High-reliance platform 902 is configured to accept operational requests 976 through a secure data connection, e.g., Transport Layer Security (TLS) or equivalent. All requests are authenticated using channel authentication 974. Authentication can be done using exchanged Public Key Encryption (PKI) digital certificates, shared secrets, message authentication codes, etc. The set of valid operational requests can be limited to a finite set of operations. Channel authentication 974 reports unexpected requests as an indication of a malicious attack to Exploit Detection Signal 952 in Tamper Detection Services 950.
Requests for feature services, e.g., requests for feature identification data, are supplied by feature services 930 comprising data validation 932, encryption/decryption feature identification data 934, and encrypted feature identification storage 940. The requirement of encryption/decryption keys to access feature identification storage 936 allows controller 904 to prevent access to data in scoring identification storage 936 by destroying encryption/decryption keys needed for access to feature identification storage. Destroying the encryption/decryption keys to access feature identification storage takes substantially less time than zeroizaton (“wiping”) all data physically held by the storage device. Additional description of feature services is found in the text of the specification describing
Requests for personally identifiable information services are supplied by PII services 940 comprising data validation 942, encryption/decryption PII 944, and encrypted PII storage 946. The use of encryption/decryption keys allow controller 904 to immediately destroy access to all data in encrypted PII storage 948. Additional description of PII services is found in the text of the specification describing
Requests for cryptographic key services are supplied by cryptographic module 958 comprising cryptographic functions 960, encryption/decryption logic 962, cryptographic key generation 964, optional certificate authority 966, control logic/secure memory 968 and encrypted private key storage 970. Cryptographic module 958 is contained within a cryptographic boundary (solid line 958). A cryptographic boundary is a continuous perimeter that establishes the physical bounds of a cryptographic module and contains all the hardware, software, and/or firmware components of a cryptographic module. The cryptographic boundary is physically protected, allowing tamper detection and generation of a enclosure detection signal 954. Physical protection includes hardware components (cages, enclosures, frames, retaining screws, etc.) that are monitored by sensors (contact switches, electronic latches, light detectors, etc.).
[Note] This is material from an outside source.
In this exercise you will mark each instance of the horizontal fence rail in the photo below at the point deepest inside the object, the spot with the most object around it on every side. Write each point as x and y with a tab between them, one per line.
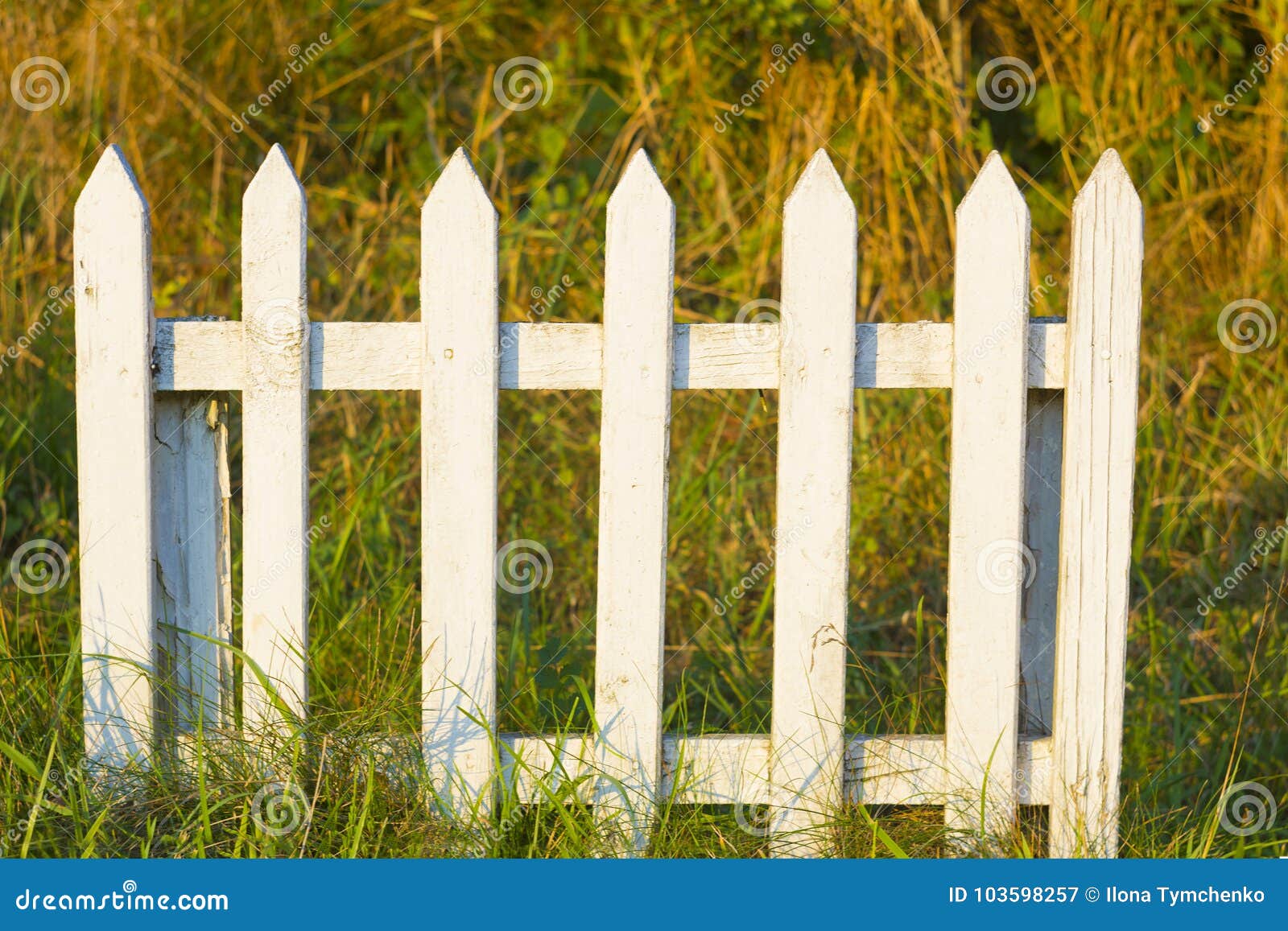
1040	510
195	354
Cryptographic module 958 can accept requests for encryption an decryption functions from feature services 930 via secure communications data path 938 and PII services 940 via secure communications data path 948. Encryption and decryption 962 is performed using cryptographic keys generated using cryptographic key generation 964 and cryptographic functions 960, supported by control logic/secure memory 968 and optional certificate authority 966. Communications to the cryptographic module excluding encryption and decryption requests are via path 972. Cryptographic module 958 can generate an alarm signal if errors occur within the module (i.e., failover alarm) or when access to the module circuitry is detected (i.e., tamper alarm) through the connection at 972.
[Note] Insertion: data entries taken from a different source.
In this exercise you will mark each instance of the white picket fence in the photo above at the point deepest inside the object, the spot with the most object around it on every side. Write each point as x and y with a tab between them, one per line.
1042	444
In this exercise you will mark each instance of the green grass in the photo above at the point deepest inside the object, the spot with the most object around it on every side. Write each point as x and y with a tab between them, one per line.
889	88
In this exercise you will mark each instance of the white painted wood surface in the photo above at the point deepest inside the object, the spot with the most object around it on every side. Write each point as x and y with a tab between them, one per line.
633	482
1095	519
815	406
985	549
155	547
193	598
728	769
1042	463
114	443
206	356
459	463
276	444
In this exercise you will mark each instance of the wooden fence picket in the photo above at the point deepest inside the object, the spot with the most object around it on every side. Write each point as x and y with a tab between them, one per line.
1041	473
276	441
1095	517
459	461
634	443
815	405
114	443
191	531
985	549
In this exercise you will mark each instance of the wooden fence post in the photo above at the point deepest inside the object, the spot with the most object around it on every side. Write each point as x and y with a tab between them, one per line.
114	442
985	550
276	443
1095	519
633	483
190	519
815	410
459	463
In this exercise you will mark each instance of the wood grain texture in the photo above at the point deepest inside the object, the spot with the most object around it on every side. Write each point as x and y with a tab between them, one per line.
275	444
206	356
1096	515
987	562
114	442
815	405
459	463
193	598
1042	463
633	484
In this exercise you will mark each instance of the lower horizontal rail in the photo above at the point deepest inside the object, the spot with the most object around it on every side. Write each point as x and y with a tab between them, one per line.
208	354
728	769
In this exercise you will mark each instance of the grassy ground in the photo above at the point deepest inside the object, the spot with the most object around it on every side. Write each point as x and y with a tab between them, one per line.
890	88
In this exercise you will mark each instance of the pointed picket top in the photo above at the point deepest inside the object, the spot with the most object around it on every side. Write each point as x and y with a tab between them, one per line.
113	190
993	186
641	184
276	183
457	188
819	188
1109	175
High-reliance platform 902 cryptographic module 958 conforms, at a minimum, to descriptions found in Federal Information Processing Standards publication “Security Requirements For Cryptographic Modules” FIPS PUB 140-2. High-reliance platform 902 is configured to run in an isolated environment separated from the Marketplace Engine and communicates with the Marketplace Engine through a secure data connection, for example using Transport Layer Security (TLS) or equivalent. In case of power outage internal battery 974 supports lock down or disabling of the high-reliance platform, e.g., by the destruction of cryptographic keys.